By Himal Kotelawala
Conflicting positions were expressed by the authorities and manufacturers on the much-hyped polythene ban, what with the two parties yesterday referring to contradictory dates on which the ban will come into effect.
There were media reports earlier this week quoting six separate gazette notifications issued by President Maithripala Sirisena in his capacity as Minister of Mahaweli Development and Environment that said the ban was effective from 1 September 2017. This was despite a Cabinet decision last week, as reported by Daily FT, to defer the ban till January next year in order to give the industry some breathing space.
Speaking to Daily FT, Polythene Manufacturers’ and Recyclers’ Association (PMRA) President Anura Wijethunga said manufacturers represented by his association will stick to the 31 December deadline as it will give them time to dispose of their existing stocks and raw materials.

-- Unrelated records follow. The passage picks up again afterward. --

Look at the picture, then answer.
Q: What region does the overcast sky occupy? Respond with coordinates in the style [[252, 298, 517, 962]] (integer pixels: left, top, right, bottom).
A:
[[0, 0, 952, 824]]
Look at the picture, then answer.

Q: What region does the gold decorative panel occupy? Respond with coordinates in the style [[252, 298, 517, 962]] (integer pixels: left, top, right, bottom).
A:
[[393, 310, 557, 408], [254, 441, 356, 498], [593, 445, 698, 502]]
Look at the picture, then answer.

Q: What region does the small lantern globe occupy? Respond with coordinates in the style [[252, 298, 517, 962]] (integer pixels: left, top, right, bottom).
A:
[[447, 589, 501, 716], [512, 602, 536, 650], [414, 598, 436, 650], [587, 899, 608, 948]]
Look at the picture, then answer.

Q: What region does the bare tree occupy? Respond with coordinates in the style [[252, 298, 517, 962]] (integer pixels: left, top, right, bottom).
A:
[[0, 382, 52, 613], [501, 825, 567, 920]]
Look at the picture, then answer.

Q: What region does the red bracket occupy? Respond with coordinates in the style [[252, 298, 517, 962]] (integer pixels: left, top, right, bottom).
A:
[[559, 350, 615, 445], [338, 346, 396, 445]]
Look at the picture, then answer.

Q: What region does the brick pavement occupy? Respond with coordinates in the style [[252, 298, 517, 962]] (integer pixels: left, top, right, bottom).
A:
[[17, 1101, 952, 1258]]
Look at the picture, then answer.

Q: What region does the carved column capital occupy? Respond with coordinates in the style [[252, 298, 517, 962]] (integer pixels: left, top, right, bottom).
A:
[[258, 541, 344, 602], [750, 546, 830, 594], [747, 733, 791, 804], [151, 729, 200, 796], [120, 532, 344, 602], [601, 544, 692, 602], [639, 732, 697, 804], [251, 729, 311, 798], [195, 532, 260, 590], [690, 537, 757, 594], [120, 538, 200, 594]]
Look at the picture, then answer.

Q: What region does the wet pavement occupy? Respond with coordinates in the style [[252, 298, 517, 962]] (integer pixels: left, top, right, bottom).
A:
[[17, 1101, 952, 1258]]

No legal action will be taken till 1 January for the use or manufacture of HDPE (high density polyethylene), said Wijethunga, adding that no fines will be charged in the mean time.
“Manufacture is not prohibited yet. We can do that till 31 December. Taxes have been paid to the Government for the raw materials we have already imported; so we are entitled to dispose of our existing stocks,” he said.
Asked about the gazette notification, Wijethunga said that contrary to that statement, the Cabinet has, upon a request from the industry, “clearly mentioned” that no punishment or fine will be meted out until 1 January, meaning the Cabinet decision will override any pronouncements by the authorities.
Asked if the industry was happy with this turn of events, Wijethunga was still critical of the decision.
“If the Government is insisting on that, let them go see what the repercussions are. We have put forward our proposals; the authorities didn’t want to listen to us. We’ll see what the repercussions are,” he said.
When asked to elaborate on these repercussions, Wijethunga merely said: “The banning is for some purpose, isn’t it? They have switched from HDPE to LDPE (low density polyethylene). We have asked to implement oxobiodegradable standards in Sri Lanka. This has not been done.”
According to the Central Environmental Authority (CEA), oxobiodegradable was not favourably looked upon because it breaks down into small fragments and also because it contains harmful heavy metals such as nickel and cobalt.
Dismissing this objection, Wijethunga said any material would have good and bad qualities.
“That’s why the Standard Institute is there to monitor it. There are products with heavy metals. We know that too. But there are so many products without heavy metals that are harmless to the environment,” he said.
The authorities are still considering this alternative, he added, and the different stakeholders have yet to reach a consensus. Wijethunga said the CEA ought to consult the universities of Moratuwa and Sri Jayawardenepura for expertise on viable alternatives.
Wijethunga reiterated that the CEA must allow the industry to dispose of its existing stocks, and they will therefore stick to the Cabinet’s deadline as the Minsters’ word is “superior to” that of CEA officials.
Meanwhile, CEA Chairman Prof. Lal Dharmasiri insisted that the both the Cabinet decision sent in to the authority and the gazette notifications both say 1 September as the correct date.
“As state officials, that’s all we shall consider. Our decision has been that the ban is effective starting 1 September,” he told Daily FT.
“I don’t go to the Cabinet. Nothing different has been communicated to me in writing,” he added.
However, Prof. Dharmasiri said that the ban is not going to be implemented overnight, as it’s going to be a gradual process.
“It can’t happen in one day. Even today someone approached us seeking certification for biodegradable polythene manufacture - a big producer. This cannot be done in a matter of days,” he said, acknowledging the industry’s claims of having stocks it needed to clear.
There has been some progress made so far, said Prof. Dharmasiri, referring to sites the CEA has inspected, with some entities opting for paper bags over polythene bags.
“Some supermarkets have stopped giving shopping bags - but there is a problem there: They don’t give paper bags. Instead of the shopping bag they sell an alternative bag. They have a responsibility to put in a [different type of bag and give],” he said.
Asked if discussions are still ongoing with industry representatives, Prof. Dharmasiri said: “We’re following the gazette; but we’re further observing the situation and deciding on what action to take going forward.”
The ban is now in effect, he reiterated.